A estas 316 personas la justicia nicaragüense, bajo el control del dictador Ortega, las declaró culpables de “traición a la patria” y no solo les quitó su nacionalidad, sino que ordenó la incautación de todas las propiedades a su nombre. En realidad, la mayoría de estas personas ha intentado detener el avance del autoritarismo y salvar los retazos de vida democrática que quedan en el país centroamericano.
Ortega y su esposa, Rosario Murillo, han ido afianzando desde 2018 una dictadura sin que existan repercusiones reales a nivel internacional en su contra. Ha habido cartas de organizaciones internacionales, algunos llamados de algunos países o la no invitación a algunos foros, pero la verdad es que, en pleno 2023, en América la pareja dictatorial está afianzada y no se ven formas de removerla. Ya cooptaron a todo el Estado, robaron las elecciones y encarcelaron, exiliaron o despojaron de su ciudadanía a casi todos los opositores y a quienes exigen el regreso de la democracia. Tan solo en 2022, el régimen apresó a 235 personas por sus ideas políticas.
Pese a la brutalidad de lo que está sucediendo y, como sucede muchas veces, hemos logrado normalizarlo. A solo 2,300 kilómetros de Ciudad de México existe una dictadura a la que ya pocos cuestionan. Lo decía Wilfredo Miranda el mes pasado en un artículo en Post Opinión: “Suele suceder que las crisis sociopolíticas que se alargan pierden interés, sobre todo para la comunidad internacional. Por debajo del cúmulo de cifras que dimensionan, la realidad diaria de los afectados va mutando, se acomoda. Un ejercicio constante de sobrevivencia que suele generar un velo de pretendida ‘normalidad’”.

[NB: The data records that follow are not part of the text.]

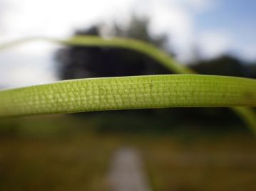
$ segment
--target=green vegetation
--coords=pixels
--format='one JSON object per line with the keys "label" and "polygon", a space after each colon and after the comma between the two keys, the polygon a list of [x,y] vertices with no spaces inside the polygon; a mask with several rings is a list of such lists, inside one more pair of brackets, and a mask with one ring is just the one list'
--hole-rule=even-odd
{"label": "green vegetation", "polygon": [[9,129],[0,133],[0,190],[108,190],[113,152],[126,146],[141,151],[153,190],[255,189],[255,138],[249,133],[196,132],[180,124],[168,133],[150,133],[152,121],[130,127],[142,133],[101,133],[103,122],[90,115],[1,119],[0,126]]}

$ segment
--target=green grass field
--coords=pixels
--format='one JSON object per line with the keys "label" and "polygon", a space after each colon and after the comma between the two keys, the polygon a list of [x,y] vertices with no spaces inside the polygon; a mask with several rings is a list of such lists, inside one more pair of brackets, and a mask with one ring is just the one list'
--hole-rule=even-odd
{"label": "green grass field", "polygon": [[96,130],[96,121],[1,119],[0,190],[109,190],[109,165],[122,146],[140,152],[153,190],[256,187],[255,140],[248,133],[108,133]]}

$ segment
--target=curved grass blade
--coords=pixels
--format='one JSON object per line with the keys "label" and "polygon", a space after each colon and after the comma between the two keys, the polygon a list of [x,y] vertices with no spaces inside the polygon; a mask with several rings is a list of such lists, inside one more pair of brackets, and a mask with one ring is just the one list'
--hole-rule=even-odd
{"label": "curved grass blade", "polygon": [[[59,40],[50,38],[30,38],[0,45],[0,50],[4,50],[5,48],[11,48],[19,44],[36,40],[44,40],[68,45],[108,46],[128,48],[146,54],[147,55],[158,60],[163,66],[176,73],[195,73],[192,70],[177,62],[168,54],[155,48],[155,46],[134,39],[120,38],[104,39],[98,36],[78,36],[67,40]],[[239,109],[231,107],[231,109],[232,109],[241,119],[242,119],[251,129],[254,129],[254,132],[256,132],[256,114],[253,110],[247,107],[240,107]]]}

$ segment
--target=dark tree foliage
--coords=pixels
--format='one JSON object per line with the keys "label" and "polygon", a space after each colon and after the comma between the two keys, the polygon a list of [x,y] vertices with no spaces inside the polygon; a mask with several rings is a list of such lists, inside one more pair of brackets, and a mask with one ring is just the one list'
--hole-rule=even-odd
{"label": "dark tree foliage", "polygon": [[[127,28],[113,27],[116,36],[129,37],[164,47],[165,36],[152,38],[148,33],[148,21],[133,18]],[[76,35],[100,36],[100,26],[76,32]],[[66,47],[56,55],[59,77],[62,80],[95,77],[133,76],[170,74],[153,59],[135,51],[118,48]]]}
{"label": "dark tree foliage", "polygon": [[[147,19],[133,17],[127,27],[116,25],[111,27],[111,34],[104,35],[142,40],[167,51],[166,36],[153,38],[148,33],[148,27]],[[95,26],[77,31],[74,36],[100,36],[101,29],[100,25]],[[123,48],[67,46],[56,53],[56,58],[61,80],[171,73],[148,56]],[[197,63],[192,65],[192,67],[199,73],[206,75],[256,76],[255,65],[242,65],[239,60],[230,55],[211,60],[199,60]],[[177,126],[189,126],[190,129],[205,129],[208,126],[214,129],[216,127],[230,126],[234,129],[234,124],[242,124],[239,119],[227,108],[130,110],[86,113],[82,116],[88,115],[100,117],[101,120],[97,120],[100,121],[99,128],[108,131],[111,129],[148,131],[150,129],[163,131]]]}
{"label": "dark tree foliage", "polygon": [[231,55],[222,55],[210,60],[201,60],[191,67],[200,74],[247,77],[248,69]]}

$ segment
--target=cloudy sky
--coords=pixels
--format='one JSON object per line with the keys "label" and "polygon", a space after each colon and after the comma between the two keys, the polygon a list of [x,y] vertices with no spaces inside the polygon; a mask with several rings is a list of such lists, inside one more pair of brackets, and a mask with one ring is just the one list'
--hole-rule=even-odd
{"label": "cloudy sky", "polygon": [[[146,16],[152,34],[167,33],[178,58],[186,62],[196,48],[202,57],[224,53],[256,60],[255,0],[0,0],[0,43],[27,36],[66,38],[98,22],[125,23]],[[57,45],[31,43],[0,53],[0,85],[56,80]]]}

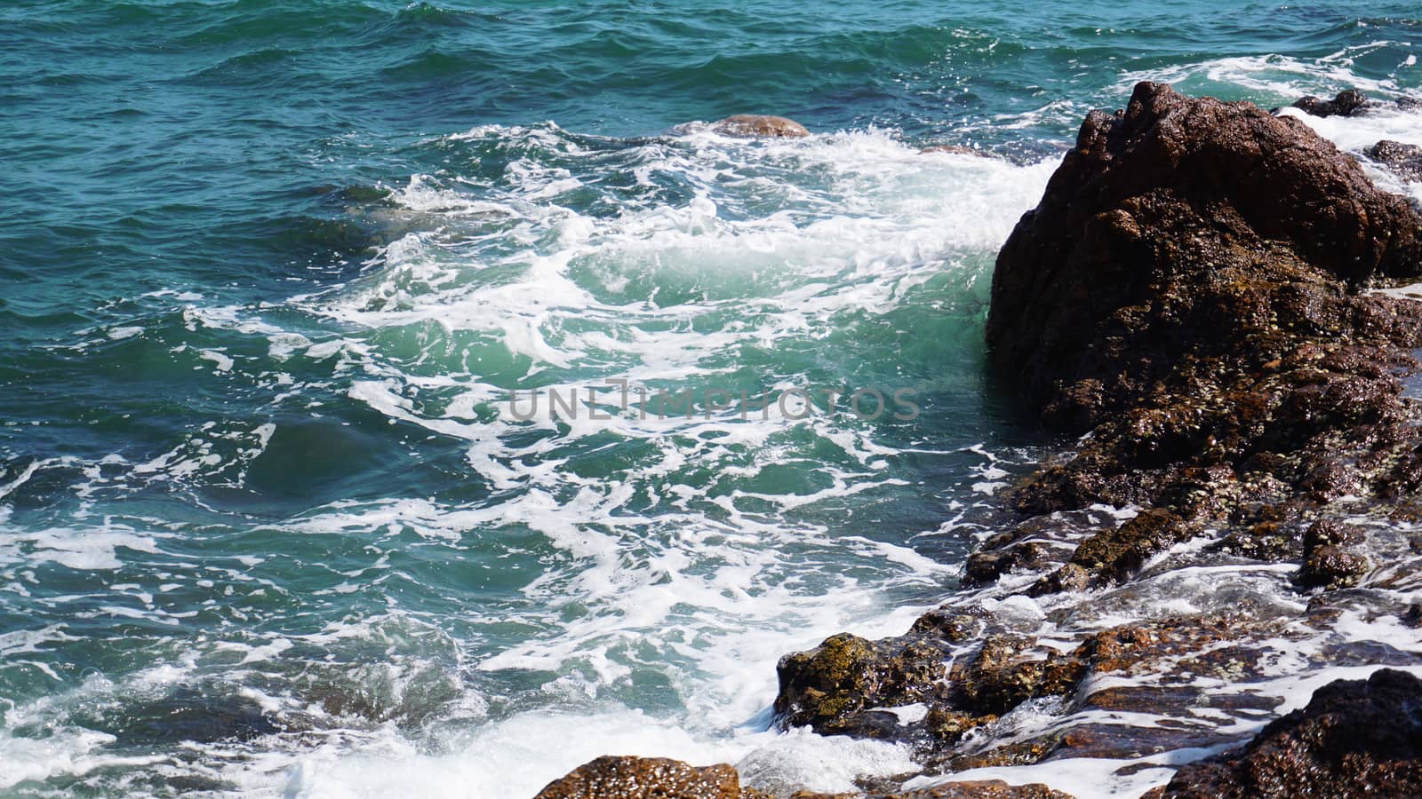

El problema es que no es normal. Cómo va a ser normal que tan solo el año pasado salieran de Nicaragua al menos 328 mil 443 de sus ciudadanos y ciudadanas (4.9 por ciento de la población), casi todas buscando una mejor vida en otros países. O que al menos 31 medios independientes hayan sido cerrados por la dictadura y al menos 100 periodistas estén en el exilio.
El grito de ayuda desde Nicaragua ha sido permanente, pero no hemos querido escucharlo. Hoy, muchos de los mejores ciudadanos de ese país, que han resistido con su vida y su libertad el asalto dictatorial, ya ni siquiera cuentan con la ciudadanía nicaragüense.
Miranda agregaba en su artículo: “Ortega y Murillo han contagiado el autoritarismo a Honduras, El Salvador y Guatemala con una gran lección: el costo de ser autócrata no es tan alto”. Y es cierto: ¿Por qué alguien debería de seguir las reglas democráticas si al final no hacerlo no tiene consecuencias? Es hora de voltear a ver a Nicaragua y lo que su dictadura implica para una región donde el autoritarismo crece a diario.